The official excuse is that the Garden City which at the turn of the new millennium hosted a population of 5.5 million has grown too large and too fast. In particular, the number of automotive vehicles has multiplied manifold, imposing a load that its road network which has expanded inadequately over the past three decades, is unable to bear. Moreover the mushrooming of concrete residential colonies and office blocks has imposed a heavy burden on the city’s storm water drainage and sewage disposal systems.

While there is some substance in this rationalisation, it’s axiomatic that planning and management of a metropolis of over 10 million requires high calibre civic planning, management and engineering personnel. Yet dipstick testing of officials in urban planning and development, and related services in government and municipal departments is likely to reveal that managers and technicians are under-qualified. According to the India Skills Report 2024, 54 percent of graduates of India’s engineering institutions are functionally uneducated and unfit for employment in corporate or government service.

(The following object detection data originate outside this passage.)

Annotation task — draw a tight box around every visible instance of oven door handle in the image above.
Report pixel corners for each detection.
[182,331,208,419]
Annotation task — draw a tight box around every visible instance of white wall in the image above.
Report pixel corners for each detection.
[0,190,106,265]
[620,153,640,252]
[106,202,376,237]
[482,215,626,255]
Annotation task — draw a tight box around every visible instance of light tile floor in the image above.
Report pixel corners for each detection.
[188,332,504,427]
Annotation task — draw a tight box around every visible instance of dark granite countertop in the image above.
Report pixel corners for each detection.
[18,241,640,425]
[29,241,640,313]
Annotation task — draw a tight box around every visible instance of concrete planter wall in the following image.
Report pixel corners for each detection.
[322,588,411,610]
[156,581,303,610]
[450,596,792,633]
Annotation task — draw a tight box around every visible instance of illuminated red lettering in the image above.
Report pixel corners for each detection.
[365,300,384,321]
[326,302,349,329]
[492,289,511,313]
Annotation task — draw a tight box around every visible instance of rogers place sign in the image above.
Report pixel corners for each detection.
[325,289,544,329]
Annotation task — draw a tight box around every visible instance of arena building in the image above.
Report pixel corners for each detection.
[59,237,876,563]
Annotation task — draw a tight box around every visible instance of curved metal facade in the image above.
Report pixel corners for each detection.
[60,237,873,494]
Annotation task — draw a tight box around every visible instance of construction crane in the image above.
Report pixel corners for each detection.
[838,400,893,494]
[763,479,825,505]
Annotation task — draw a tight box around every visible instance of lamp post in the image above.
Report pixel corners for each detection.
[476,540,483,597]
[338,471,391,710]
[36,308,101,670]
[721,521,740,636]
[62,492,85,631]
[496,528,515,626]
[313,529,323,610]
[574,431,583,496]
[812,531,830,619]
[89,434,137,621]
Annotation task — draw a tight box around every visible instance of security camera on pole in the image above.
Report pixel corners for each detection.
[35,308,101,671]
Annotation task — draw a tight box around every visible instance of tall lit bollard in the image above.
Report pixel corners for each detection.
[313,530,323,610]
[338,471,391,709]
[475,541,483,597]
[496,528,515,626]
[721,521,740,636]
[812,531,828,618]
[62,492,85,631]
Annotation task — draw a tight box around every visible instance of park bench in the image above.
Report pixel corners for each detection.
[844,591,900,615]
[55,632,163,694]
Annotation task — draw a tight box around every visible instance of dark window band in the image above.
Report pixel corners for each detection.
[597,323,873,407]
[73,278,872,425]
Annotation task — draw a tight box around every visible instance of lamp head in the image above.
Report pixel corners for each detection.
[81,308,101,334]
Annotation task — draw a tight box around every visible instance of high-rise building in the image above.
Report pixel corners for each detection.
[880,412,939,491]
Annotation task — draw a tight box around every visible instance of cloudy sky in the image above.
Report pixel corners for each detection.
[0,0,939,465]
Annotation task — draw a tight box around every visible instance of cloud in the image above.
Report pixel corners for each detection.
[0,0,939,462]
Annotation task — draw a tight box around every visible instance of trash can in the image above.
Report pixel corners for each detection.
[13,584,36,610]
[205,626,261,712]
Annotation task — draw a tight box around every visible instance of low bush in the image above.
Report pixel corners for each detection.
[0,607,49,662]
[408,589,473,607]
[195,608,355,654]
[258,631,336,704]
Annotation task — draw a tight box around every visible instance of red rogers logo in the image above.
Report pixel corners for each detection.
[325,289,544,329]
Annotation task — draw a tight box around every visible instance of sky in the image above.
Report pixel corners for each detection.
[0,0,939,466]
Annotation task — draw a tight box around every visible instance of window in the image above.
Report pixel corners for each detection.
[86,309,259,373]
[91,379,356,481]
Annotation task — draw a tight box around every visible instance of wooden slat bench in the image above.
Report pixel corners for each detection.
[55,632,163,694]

Not a few of these half-baked civic managers and engineers, equipped with certification recklessly issued by (state) government and low-ranked colleges, with poor quality faculty, are employed in government and BMC through fair means or foul, usually the latter.

The solution to the civic chaos and chronic mismanagement of India’s cities is for the educated middle class to exert pressure on the Centre and states to give teeth to the 74th constitutional amendment to decentralize civic governance down to the ward level. It’s also important to restrict ward elections to local property owners. Simultaneously all government and corporation engineers should be mandated to pass an independent skills assessment and eligibility test akin to TET (teacher eligibility test) prior to promotion. In ‘soft state’ India these are hard solutions. But the national interest demands that painful nettles are grasped.